Bei der sage und schreibe fünfstündigen Präsentation ihres Planes haben Grübel und seine Kollegen strikt betriebswirtschaftlich argumentiert und jeden Bezug zu Volkswirtschaft und Politik vermieden. Dies, obwohl der Umbau der CSG entlang der neuen Einbankstrategie weit über das rein Kommerzielle hinausgeht. Angesagt ist nicht weniger als die «Rückschweizerung» eines transnationalen Finanzdienstleistungskonglomerates.
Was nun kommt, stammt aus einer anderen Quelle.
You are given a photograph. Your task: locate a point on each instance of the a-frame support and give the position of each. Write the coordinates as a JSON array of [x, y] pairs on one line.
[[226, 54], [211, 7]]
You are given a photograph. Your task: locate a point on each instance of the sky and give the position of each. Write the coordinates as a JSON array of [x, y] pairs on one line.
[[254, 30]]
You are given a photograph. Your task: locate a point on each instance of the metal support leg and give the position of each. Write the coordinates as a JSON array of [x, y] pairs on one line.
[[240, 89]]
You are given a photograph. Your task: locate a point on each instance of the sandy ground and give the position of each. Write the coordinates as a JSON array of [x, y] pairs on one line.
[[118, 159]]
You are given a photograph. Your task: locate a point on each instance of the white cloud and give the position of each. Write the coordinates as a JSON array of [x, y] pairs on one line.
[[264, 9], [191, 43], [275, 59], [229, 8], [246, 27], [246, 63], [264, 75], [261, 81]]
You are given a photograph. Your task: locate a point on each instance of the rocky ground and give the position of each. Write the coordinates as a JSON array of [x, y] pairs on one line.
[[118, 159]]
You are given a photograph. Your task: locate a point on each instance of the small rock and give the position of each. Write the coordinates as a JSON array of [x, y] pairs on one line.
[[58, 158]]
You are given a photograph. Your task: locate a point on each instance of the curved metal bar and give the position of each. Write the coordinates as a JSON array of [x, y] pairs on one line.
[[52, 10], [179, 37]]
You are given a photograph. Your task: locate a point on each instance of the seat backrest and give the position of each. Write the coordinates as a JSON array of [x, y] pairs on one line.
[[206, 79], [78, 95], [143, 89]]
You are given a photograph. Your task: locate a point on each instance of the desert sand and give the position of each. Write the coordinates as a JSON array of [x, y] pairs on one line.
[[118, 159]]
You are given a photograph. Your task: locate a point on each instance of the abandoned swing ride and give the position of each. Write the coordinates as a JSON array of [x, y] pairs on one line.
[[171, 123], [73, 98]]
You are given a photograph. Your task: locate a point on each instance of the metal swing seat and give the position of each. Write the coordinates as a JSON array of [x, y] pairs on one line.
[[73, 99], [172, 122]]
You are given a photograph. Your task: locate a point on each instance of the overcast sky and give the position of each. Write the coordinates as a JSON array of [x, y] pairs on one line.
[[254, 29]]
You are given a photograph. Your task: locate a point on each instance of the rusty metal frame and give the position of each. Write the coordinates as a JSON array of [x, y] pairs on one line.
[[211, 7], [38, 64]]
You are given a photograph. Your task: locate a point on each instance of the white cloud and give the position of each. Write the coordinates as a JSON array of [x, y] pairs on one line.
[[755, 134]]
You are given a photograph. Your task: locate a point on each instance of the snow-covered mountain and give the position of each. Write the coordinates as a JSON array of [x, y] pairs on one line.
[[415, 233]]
Das Wallstreet-gesteuerte CSFB-Investment-Banking wird organisatorisch mit dem Unternehmenskundengeschäft zusammengelegt und soll zukünftig vom Paradeplatz aus geleitet werden. Die CSG-Bosse reagieren damit auf die Krise, die den angloamerikanischen Finanzkapitalismus nach dem Platzen der New-Economy-Blase erfasst hat. Verwaltungsrat und Geschäftsleitung glauben, dass ihre Gewinnchancen steigen, wenn sie Eigenkapital und Ressourcen von den US-Finanzmärkten nach Europa, Asien und Südamerika umdisponieren.

Zürich statt Harvard

Die Liquidation der CSFB ist eine epochale Zäsur der Beziehungen der CSG mit den USA. Diese erfolgreichen Beziehungen sind seit der Gründung der ersten Kreditanstaltvertretung 1939 stetig gewachsen. 1970 kaufte die Kreditanstalt den US-Börsenmakler White Weld, 1978 übernahm sie First Boston. Dank dem Erfolg mit der lukrativen First Boston ist es Rainer Gut seinerzeit gelungen, die böse Scharte des Chiasso-Geldwäscherei-Skandals (1977) auszubügeln. Jetzt markiert Grübels grosser Plan die Trendwende zur Schrumpfung auf den US-amerikanischen Finanzmärkten.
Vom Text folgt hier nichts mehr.